I didn't think that I would end up having to care about freedom to do whatever I wanted with software when I started my Computer Science degree. After years of frustration with Windows I realized that the situation was only going to get worse and that big companies like Microsoft, Autodesk, Adobe, etc were only going to intensify their hold on me. I realized that they were only going to spend an increasing amount of time coming up with new clever ways to prevent me from doing things that I want to do. I realized that these companies as a whole were more interested in locking me into a perpetual upgrade cycle then providing me with valuable services.
Lets face it. Today computers are POWER! There must be people in the community that know how they work and can change them and verify that they are working correctly. Without this we are all lost. Fortunately, we have it though, so its all good. Peace





Member since:
2005-07-08
The story of Linux and the free software movement in general is that nobody ever thought it would amount to anything, but we did it anyway. Even if we never reach 10% of the desktop market, we'll do it anyway.
We're not motivated by marketshare, we're motivated by progress. From my perspective, Linux and the free software stack is coming along quite nicely, and the pieces are really starting to fit into place better than I had expected.

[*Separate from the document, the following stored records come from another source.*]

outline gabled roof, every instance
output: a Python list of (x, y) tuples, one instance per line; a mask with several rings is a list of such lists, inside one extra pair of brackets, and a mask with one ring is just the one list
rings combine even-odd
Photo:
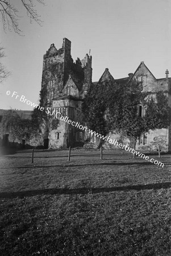
[(135, 71), (135, 72), (134, 73), (133, 75), (132, 76), (132, 77), (131, 77), (131, 79), (130, 79), (130, 81), (131, 80), (131, 79), (132, 79), (132, 77), (134, 77), (134, 76), (135, 76), (135, 73), (136, 73), (136, 72), (139, 69), (139, 68), (141, 67), (141, 66), (144, 65), (145, 67), (145, 68), (148, 71), (148, 72), (153, 76), (153, 77), (154, 77), (154, 79), (156, 80), (156, 77), (155, 77), (155, 76), (152, 74), (152, 73), (151, 72), (151, 71), (147, 68), (147, 67), (146, 66), (146, 65), (145, 65), (144, 62), (144, 61), (141, 61), (140, 65), (138, 66), (138, 67), (137, 68), (137, 69), (136, 69), (136, 71)]
[(74, 79), (73, 79), (73, 76), (70, 74), (69, 75), (69, 77), (68, 77), (68, 80), (66, 80), (64, 86), (66, 85), (69, 79), (71, 79), (73, 81), (73, 82), (76, 85), (76, 86), (78, 90), (81, 90), (81, 89), (82, 89), (82, 85), (80, 83), (79, 83), (78, 82), (76, 81), (76, 80)]
[(100, 79), (99, 80), (99, 81), (98, 82), (100, 82), (102, 81), (115, 81), (115, 79), (114, 79), (114, 77), (112, 77), (112, 76), (111, 75), (111, 73), (110, 73), (110, 72), (109, 71), (109, 69), (108, 68), (106, 68), (105, 70), (105, 72), (103, 72), (102, 76), (101, 76), (101, 77), (100, 78)]

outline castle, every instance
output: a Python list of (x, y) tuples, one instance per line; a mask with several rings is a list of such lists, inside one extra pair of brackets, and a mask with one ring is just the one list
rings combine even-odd
[[(49, 110), (51, 119), (55, 119), (56, 114), (59, 114), (57, 113), (61, 113), (63, 117), (67, 116), (76, 122), (79, 121), (85, 95), (91, 85), (95, 86), (99, 82), (92, 82), (91, 56), (86, 54), (84, 59), (77, 58), (74, 63), (70, 50), (71, 42), (66, 38), (63, 39), (62, 47), (58, 50), (54, 44), (51, 45), (43, 56), (41, 90), (45, 89), (46, 92), (44, 103), (46, 102)], [(125, 84), (136, 79), (142, 82), (144, 92), (155, 94), (157, 91), (164, 91), (168, 97), (170, 106), (171, 79), (168, 77), (168, 74), (166, 70), (164, 78), (156, 79), (144, 61), (141, 61), (134, 73), (120, 79), (114, 79), (106, 68), (99, 81), (111, 81)], [(139, 106), (139, 114), (143, 115), (143, 106)], [(59, 121), (56, 129), (52, 128), (49, 125), (52, 122), (48, 123), (43, 126), (44, 131), (39, 141), (32, 140), (27, 143), (35, 147), (41, 145), (44, 148), (82, 147), (85, 139), (89, 136), (76, 126), (62, 121)], [(110, 136), (112, 139), (119, 138), (119, 135), (114, 131), (110, 132)], [(137, 143), (137, 148), (149, 149), (152, 147), (151, 142), (157, 137), (165, 138), (165, 150), (171, 151), (171, 126), (168, 129), (150, 130), (144, 133)], [(95, 144), (95, 137), (92, 135), (90, 139), (92, 143)]]

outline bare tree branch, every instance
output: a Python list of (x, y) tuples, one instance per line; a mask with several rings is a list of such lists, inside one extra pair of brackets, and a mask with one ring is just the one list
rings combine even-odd
[[(5, 57), (3, 49), (3, 47), (0, 47), (0, 59)], [(6, 69), (3, 65), (0, 62), (0, 83), (7, 78), (9, 75), (10, 72)]]
[[(42, 5), (44, 5), (44, 0), (34, 0)], [(34, 0), (20, 0), (21, 3), (27, 11), (27, 16), (30, 18), (30, 22), (35, 20), (39, 25), (42, 21), (40, 16), (38, 14)], [(2, 22), (3, 30), (6, 31), (14, 30), (15, 33), (22, 35), (22, 31), (20, 29), (18, 15), (19, 11), (15, 6), (10, 3), (10, 0), (0, 0), (0, 16)]]

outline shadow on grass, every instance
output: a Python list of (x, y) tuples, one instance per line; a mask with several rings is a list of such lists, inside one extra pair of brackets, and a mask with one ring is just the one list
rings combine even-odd
[[(33, 163), (32, 164), (35, 164)], [(126, 163), (92, 163), (92, 164), (59, 164), (55, 166), (11, 166), (11, 167), (1, 167), (1, 170), (2, 169), (24, 169), (31, 168), (35, 169), (37, 168), (52, 168), (52, 167), (78, 167), (81, 166), (132, 166), (132, 165), (140, 165), (140, 166), (149, 166), (154, 164), (153, 163), (149, 162), (126, 162)]]
[(95, 194), (104, 192), (112, 192), (114, 191), (125, 191), (129, 190), (160, 189), (169, 188), (171, 182), (162, 183), (148, 184), (146, 185), (134, 185), (128, 186), (119, 186), (111, 188), (47, 188), (44, 189), (30, 190), (16, 192), (0, 193), (0, 198), (23, 198), (37, 195), (86, 195)]

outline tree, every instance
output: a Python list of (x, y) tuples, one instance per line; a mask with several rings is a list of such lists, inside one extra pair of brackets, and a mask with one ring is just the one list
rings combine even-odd
[[(36, 1), (42, 5), (44, 4), (44, 0), (36, 0)], [(27, 11), (27, 16), (30, 20), (35, 20), (38, 24), (41, 23), (40, 16), (39, 15), (33, 0), (20, 0), (21, 4), (24, 6)], [(21, 35), (22, 31), (20, 29), (18, 9), (11, 3), (10, 0), (0, 0), (0, 14), (2, 22), (3, 30), (5, 31), (8, 29), (9, 31), (13, 30), (15, 33)]]
[[(3, 48), (0, 47), (0, 59), (1, 59), (5, 56)], [(9, 74), (10, 72), (6, 69), (4, 65), (0, 62), (0, 82), (2, 82), (2, 81), (6, 79), (9, 76)]]
[(154, 98), (143, 89), (135, 80), (127, 84), (117, 84), (112, 80), (99, 81), (92, 86), (82, 109), (88, 127), (105, 135), (115, 130), (128, 138), (134, 149), (144, 133), (168, 127), (171, 112), (167, 96), (159, 92)]
[(159, 157), (160, 158), (160, 151), (162, 147), (166, 145), (167, 141), (164, 136), (159, 136), (158, 137), (155, 137), (153, 141), (151, 142), (152, 145), (155, 146), (159, 153)]
[(169, 125), (170, 109), (166, 96), (158, 92), (154, 98), (143, 92), (141, 84), (135, 80), (124, 86), (115, 105), (115, 108), (111, 105), (110, 108), (112, 126), (130, 139), (134, 149), (144, 133)]
[[(115, 84), (115, 83), (114, 83)], [(113, 81), (99, 81), (95, 86), (93, 84), (86, 95), (82, 104), (83, 119), (89, 128), (105, 136), (109, 133), (110, 123), (105, 118), (105, 112), (108, 108), (109, 98), (115, 97)], [(98, 144), (100, 147), (104, 143), (101, 139)]]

In the time it's taken Microsoft to develop Vista, a system that (very) generously represents a doubling of "utility" with respect to XP, the Linux distributions have undergone massive improvement that might very well be unprecedented in the history of software development.
Admittedly, there was a lot of low-hanging fruit. However, there's more low-hanging fruit today than there was 5 years ago, and there will be even more next year. Most OSS projects get more bug reports than they can handle, and the more people get involved in these projects, the more bugs we find. This isn't a sign of bad code, it's a sign of progress. As I said, we're motivated by progress.
We've taken a kernel that was designed for a single 386 and turned it into a kernel that scales efficiently from ARM-based cellphones to 4096-CPU NUMA servers. And you know what? It isn't really that tricky or complicated. With an intermediate background in C, you can skim through kernel/sched.c and see exactly how we implement constant-time scheduling and efficient load balancing. We do it because we can, not because we have customer demand.
Why do we insist on creating such a capable operating system, even though it isn't clear that we have a significant market? Because if we didn't do it, then nobody else would*. That would be a shame, because, as we've shown, it is possible. You just have to throw capitalism out the window and start hacking.
*Note: I don't want to take anything away from the many other community OSS kernels and operating systems out there, some of which have rivaled and surpassed Linux in many respects. These projects won't give up either, despite even more modest marketshare, and I have great respect for them.